Previously, Traynor said, researchers have accomplished similar results using microphones, but a microphone is a much more sensitive instrument than an accelerometer. A typical smartphone’s microphone samples vibration roughly 44,000 times per second, while even newer phones’ accelerometers sample just 100 times per second—two full orders of magnitude less often. Plus, manufacturers have installed security around a phone’s microphone; the phone’s operating system is programmed to ask users whether to give new applications access to most built-in sensors, including the microphone. Accelerometers typically are not protected in this way.
The technique works through probability and by detecting pairs of keystrokes, rather than individual keys (which still is too difficult to accomplish reliably, Traynor said). It models “keyboard events” in pairs, then determines whether the pair of keys pressed is on the left versus right side of the keyboard, and whether they are close together or far apart. After the system has determined these characteristics for each pair of keys depressed, it compares the results against a preloaded dictionary, each word of which has been broken down along similar measurements (i.e., are the letters left/right, near/far on a standard QWERTY keyboard). Finally, the technique only works reliably on words of three or more letters.

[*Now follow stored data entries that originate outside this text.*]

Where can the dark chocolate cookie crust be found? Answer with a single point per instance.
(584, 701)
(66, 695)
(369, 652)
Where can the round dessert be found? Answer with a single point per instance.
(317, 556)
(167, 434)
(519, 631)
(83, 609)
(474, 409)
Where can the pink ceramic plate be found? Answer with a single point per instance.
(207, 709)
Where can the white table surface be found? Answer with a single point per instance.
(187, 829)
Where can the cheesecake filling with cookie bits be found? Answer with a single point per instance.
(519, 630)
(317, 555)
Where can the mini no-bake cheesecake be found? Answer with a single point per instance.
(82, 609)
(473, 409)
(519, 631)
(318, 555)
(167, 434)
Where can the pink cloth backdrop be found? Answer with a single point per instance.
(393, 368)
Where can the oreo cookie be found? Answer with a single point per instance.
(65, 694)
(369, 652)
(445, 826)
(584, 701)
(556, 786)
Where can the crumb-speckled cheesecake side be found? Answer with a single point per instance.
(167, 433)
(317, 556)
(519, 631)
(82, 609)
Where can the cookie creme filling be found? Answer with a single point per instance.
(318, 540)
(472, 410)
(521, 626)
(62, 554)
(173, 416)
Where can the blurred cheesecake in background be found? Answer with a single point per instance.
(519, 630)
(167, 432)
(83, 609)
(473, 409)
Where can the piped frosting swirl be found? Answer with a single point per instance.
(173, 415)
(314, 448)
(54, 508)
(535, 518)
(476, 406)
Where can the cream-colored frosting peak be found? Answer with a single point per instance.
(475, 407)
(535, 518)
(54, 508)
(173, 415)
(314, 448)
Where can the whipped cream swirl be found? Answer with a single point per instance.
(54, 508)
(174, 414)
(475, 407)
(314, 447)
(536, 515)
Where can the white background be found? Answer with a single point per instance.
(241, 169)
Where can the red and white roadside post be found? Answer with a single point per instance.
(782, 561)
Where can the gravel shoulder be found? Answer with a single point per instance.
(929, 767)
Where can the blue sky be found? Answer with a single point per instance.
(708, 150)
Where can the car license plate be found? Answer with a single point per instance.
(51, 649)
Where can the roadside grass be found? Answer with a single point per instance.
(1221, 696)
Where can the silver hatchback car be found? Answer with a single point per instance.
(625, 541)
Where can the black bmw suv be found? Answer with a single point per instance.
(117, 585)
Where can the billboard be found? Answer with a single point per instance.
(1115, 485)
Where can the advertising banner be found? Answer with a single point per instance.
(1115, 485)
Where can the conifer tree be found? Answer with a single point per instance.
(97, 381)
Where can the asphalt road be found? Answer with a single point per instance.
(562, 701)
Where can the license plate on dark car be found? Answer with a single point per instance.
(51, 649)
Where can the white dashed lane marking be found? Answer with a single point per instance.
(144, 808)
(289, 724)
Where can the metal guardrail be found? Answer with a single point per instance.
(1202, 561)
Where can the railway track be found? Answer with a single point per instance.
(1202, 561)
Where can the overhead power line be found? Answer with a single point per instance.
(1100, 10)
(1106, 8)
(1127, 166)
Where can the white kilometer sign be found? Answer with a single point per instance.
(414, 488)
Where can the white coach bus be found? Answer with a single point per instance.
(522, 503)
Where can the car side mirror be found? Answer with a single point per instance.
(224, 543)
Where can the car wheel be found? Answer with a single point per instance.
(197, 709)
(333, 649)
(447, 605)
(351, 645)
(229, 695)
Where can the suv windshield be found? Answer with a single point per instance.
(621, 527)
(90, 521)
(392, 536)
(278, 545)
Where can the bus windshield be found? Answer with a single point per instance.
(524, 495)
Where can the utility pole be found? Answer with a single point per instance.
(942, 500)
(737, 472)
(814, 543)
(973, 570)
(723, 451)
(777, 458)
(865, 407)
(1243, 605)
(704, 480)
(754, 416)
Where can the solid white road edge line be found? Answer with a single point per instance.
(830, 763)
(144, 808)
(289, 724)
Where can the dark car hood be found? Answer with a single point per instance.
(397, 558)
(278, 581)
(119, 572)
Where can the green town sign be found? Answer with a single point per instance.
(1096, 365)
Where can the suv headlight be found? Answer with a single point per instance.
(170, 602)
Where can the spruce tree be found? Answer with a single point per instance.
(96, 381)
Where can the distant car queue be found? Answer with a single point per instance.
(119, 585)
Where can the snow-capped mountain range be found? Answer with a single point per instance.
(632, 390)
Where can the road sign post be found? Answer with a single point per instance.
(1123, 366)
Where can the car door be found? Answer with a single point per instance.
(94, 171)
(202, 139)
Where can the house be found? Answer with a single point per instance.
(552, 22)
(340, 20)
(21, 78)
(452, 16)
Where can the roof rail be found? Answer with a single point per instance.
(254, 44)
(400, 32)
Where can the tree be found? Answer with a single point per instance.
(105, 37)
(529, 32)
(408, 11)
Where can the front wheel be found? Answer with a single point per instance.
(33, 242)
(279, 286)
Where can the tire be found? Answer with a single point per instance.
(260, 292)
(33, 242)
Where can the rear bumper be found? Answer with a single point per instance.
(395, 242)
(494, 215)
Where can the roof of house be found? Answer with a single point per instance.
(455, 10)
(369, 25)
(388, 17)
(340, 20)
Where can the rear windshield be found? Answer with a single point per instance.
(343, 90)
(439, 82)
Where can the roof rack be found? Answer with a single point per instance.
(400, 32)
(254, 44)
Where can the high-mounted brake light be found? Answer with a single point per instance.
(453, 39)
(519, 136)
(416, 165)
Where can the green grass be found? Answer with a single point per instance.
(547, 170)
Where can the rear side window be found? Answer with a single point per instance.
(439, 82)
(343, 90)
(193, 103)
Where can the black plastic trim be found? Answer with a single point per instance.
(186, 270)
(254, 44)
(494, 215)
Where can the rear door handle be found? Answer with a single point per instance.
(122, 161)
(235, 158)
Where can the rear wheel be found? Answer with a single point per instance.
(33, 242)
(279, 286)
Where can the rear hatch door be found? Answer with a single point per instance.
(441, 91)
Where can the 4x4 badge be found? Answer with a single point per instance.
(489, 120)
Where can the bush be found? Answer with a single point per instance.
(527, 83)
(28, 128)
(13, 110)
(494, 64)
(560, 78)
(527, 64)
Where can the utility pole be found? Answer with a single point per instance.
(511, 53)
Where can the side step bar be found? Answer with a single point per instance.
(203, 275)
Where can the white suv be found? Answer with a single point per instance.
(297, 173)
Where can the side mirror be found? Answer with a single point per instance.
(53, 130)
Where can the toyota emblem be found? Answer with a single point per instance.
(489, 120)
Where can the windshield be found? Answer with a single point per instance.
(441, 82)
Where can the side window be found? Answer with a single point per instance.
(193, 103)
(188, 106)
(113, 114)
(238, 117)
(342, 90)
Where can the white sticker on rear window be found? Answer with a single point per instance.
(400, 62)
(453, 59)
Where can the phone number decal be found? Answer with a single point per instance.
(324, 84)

For example, take the word “canoe,” which when typed breaks down into four keystroke pairs: “C-A, A-N, N-O and O-E.” Those pairs then translate into the detection system’s code as follows: Left-Left-Near, Left-Right-Far, Right-Right-Far and Right-Left-Far, or LLN-LRF-RRF-RLF. This code is then compared to the preloaded dictionary and yields “canoe” as the statistically probable typed word. Working with dictionaries comprising about 58,000 words, the system reached word-recovery rates as high as 80 percent.
“The way we see this attack working is that you, the phone’s owner, would request or be asked to download an innocuous-looking application, which doesn’t ask you for the use of any suspicious phone sensors,” said Henry Carter, a PhD student in computer science and one of the study’s co-authors. “Then the keyboard-detection malware is turned on, and the next time you place your phone next to the keyboard and start typing, it starts listening.”
Mitigation strategies for this vulnerability are pretty simple and straightforward, Traynor said. First, since the study found an effective range of just three inches from a keyboard, phone users can simply leave their phones in their purses or pockets, or just move them further away from the keyboard. But a fix that puts less onus on users is to add a layer of security for phone accelerometers.
“The sampling rate for accelerometers is already pretty low, and if you cut it in half, you start to approach theoretical limitations that prevent eavesdropping. The malware simply does not have the data to work with,” Traynor said. “But most phone applications can still function even with that lower accelerometer rate. So manufacturers could set that as the default rate, and if someone downloads an application like a game that needs the higher sampling rate, that would prompt a permission question to the user to reset the accelerometer.”
In the meantime, Traynor said, users shouldn’t be paranoid that hackers are tracking their keystrokes through their iPhones.
“The likelihood of someone falling victim to an attack like this right now is pretty low,” he said. “This was really hard to do. But could people do it if they really wanted to? We think yes.”
The finding is reported in the paper, “(sp)iPhone: Decoding Vibrations From Nearby Keyboards Using Mobile Phone Accelerometers,” and will be presented Thursday, Oct. 20, at the 18th ACM Conference on Computer and Communications Security in Chicago. In addition to Carter, Traynor’s coauthors include Georgia Tech graduate student Arunabh Verman and Philip Marquardt of the MIT Lincoln Laboratory.